Le mythe d’Orphée n’a pas fini de nous bouleverser. Ce demi-dieu trop fragile, désespéré à l’idée de perdre sa bien-aimée, nous renvoie à nos propres fragilités. Le poète Alessandro Striggio et Claudio Monteverdi l’ont bien compris. Ils en ont tiré une «fable en musique» (favola in musica) à l’expressivité poignante. Créé il y a plus de 400 ans, en 1607 au palais des Gonzague à Mantoue, L’Orfeo est considéré comme le premier grand opéra de l’histoire.

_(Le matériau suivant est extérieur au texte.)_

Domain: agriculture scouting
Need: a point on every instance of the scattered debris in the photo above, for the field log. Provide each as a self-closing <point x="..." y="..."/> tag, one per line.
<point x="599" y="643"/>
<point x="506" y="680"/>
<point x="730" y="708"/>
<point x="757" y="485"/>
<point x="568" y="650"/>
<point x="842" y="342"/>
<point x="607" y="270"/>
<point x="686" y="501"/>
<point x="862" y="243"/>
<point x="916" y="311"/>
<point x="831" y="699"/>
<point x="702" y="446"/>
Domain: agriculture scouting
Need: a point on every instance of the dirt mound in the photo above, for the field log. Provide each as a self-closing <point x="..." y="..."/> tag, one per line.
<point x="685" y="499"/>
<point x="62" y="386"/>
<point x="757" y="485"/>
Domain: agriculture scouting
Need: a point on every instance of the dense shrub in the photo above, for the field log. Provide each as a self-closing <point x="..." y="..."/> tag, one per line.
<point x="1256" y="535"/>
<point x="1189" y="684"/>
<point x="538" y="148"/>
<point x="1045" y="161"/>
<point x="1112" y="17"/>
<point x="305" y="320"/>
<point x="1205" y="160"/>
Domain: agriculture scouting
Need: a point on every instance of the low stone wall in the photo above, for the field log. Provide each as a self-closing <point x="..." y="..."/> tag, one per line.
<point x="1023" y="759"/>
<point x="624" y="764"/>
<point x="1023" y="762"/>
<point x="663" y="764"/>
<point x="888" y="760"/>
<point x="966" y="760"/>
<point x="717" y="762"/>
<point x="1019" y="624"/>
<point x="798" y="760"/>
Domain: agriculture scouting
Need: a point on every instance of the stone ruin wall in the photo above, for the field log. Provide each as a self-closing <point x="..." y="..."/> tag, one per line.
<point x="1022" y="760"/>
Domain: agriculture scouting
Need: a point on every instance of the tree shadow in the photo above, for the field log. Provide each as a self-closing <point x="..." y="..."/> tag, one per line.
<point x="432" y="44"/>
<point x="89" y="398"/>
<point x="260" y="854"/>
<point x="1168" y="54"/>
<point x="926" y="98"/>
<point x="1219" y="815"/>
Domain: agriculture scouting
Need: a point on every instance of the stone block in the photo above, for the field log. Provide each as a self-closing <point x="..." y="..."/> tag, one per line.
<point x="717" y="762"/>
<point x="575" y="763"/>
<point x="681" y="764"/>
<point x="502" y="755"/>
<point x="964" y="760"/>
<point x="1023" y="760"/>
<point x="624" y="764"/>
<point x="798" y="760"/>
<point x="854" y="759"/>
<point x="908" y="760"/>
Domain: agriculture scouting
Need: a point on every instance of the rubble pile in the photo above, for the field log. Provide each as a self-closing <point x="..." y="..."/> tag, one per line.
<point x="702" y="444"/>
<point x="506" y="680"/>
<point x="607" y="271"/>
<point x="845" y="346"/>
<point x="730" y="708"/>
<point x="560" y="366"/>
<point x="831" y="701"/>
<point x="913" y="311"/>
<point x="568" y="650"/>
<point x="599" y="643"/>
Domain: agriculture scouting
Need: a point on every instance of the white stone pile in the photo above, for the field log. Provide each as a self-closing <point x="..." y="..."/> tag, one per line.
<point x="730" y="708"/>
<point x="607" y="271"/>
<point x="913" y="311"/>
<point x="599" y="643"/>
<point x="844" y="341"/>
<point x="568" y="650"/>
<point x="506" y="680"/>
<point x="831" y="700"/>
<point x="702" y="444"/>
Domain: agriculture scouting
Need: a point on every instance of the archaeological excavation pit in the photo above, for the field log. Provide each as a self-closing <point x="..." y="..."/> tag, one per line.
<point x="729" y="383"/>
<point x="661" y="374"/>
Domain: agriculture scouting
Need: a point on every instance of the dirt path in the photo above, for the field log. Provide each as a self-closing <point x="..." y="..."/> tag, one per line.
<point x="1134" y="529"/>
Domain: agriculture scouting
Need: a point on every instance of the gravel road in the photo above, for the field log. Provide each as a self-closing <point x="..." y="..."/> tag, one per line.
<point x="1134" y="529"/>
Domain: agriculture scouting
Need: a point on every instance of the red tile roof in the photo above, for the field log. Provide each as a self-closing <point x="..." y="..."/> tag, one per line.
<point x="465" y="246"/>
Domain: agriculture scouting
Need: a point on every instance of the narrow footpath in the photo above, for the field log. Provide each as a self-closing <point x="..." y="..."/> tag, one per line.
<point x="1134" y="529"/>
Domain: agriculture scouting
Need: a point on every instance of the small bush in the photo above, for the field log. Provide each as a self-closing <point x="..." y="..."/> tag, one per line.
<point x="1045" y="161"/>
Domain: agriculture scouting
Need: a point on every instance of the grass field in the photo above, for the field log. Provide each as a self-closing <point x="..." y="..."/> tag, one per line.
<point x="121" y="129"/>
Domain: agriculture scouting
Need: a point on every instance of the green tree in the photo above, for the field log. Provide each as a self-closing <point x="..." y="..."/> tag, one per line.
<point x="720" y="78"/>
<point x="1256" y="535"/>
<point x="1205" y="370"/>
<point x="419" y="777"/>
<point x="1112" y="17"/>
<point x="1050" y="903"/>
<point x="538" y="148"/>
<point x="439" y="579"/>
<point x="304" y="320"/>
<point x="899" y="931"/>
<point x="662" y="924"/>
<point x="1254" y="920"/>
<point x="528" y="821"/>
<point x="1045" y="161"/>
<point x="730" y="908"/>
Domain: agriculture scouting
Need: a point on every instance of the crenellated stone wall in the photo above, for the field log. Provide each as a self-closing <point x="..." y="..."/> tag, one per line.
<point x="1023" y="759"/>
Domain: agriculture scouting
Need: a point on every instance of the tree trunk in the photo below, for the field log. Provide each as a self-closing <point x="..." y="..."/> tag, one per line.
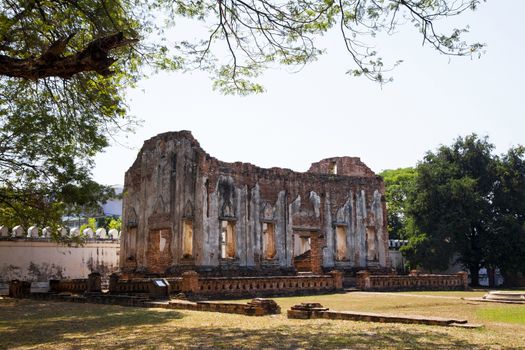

Ce qu’il y a de plus étonnant dans cette fable, c’est qu’Eurydice (fiancée d’Orphée) meurt deux fois. La première fois, la nymphe est mordue par un serpent – c’est une mort accidentelle. La deuxième fois, elle meurt à cause d’Orphée. Le demi-dieu s’est retourné pour la voir alors qu’il avait l’interdiction formelle de le faire. Cet instant fatidique, Robert Carsen le montre à merveille dans sa nouvelle production à l’Opéra de Lausanne.
A l’arrière-plan, on voit des silhouettes noires dans le Royaume des Ombres. Les sbires de Pluton lèvent le doigt en signe d’interdit. Proserpine, l’épouse de Pluton (ici Delphine Galou), accompagne de son regard implorant Orphée tandis que celui-ci tire Eurydice des ténèbres. Mais l’amoureux commet l’erreur fatale. Eurydice s’effondre une nouvelle fois et retourne au monde des enfers sitôt barricadé par un rideau de fer.

Liesse surjouée

Très attendu, cet Orfeo de Robert Carsen marque le retour du metteur en scène canadien à l’Opéra de Lausanne où il faisait ses débuts professionnels il y a trente ans, avec Ariane à Naxos de Strauss. On y retrouve sa marque de fabrique: élégance des décors, soin porté à l’esthétique sans trahir le récit. Or, les premier et deuxième actes paraissent un peu décoratifs, trop esthétisants.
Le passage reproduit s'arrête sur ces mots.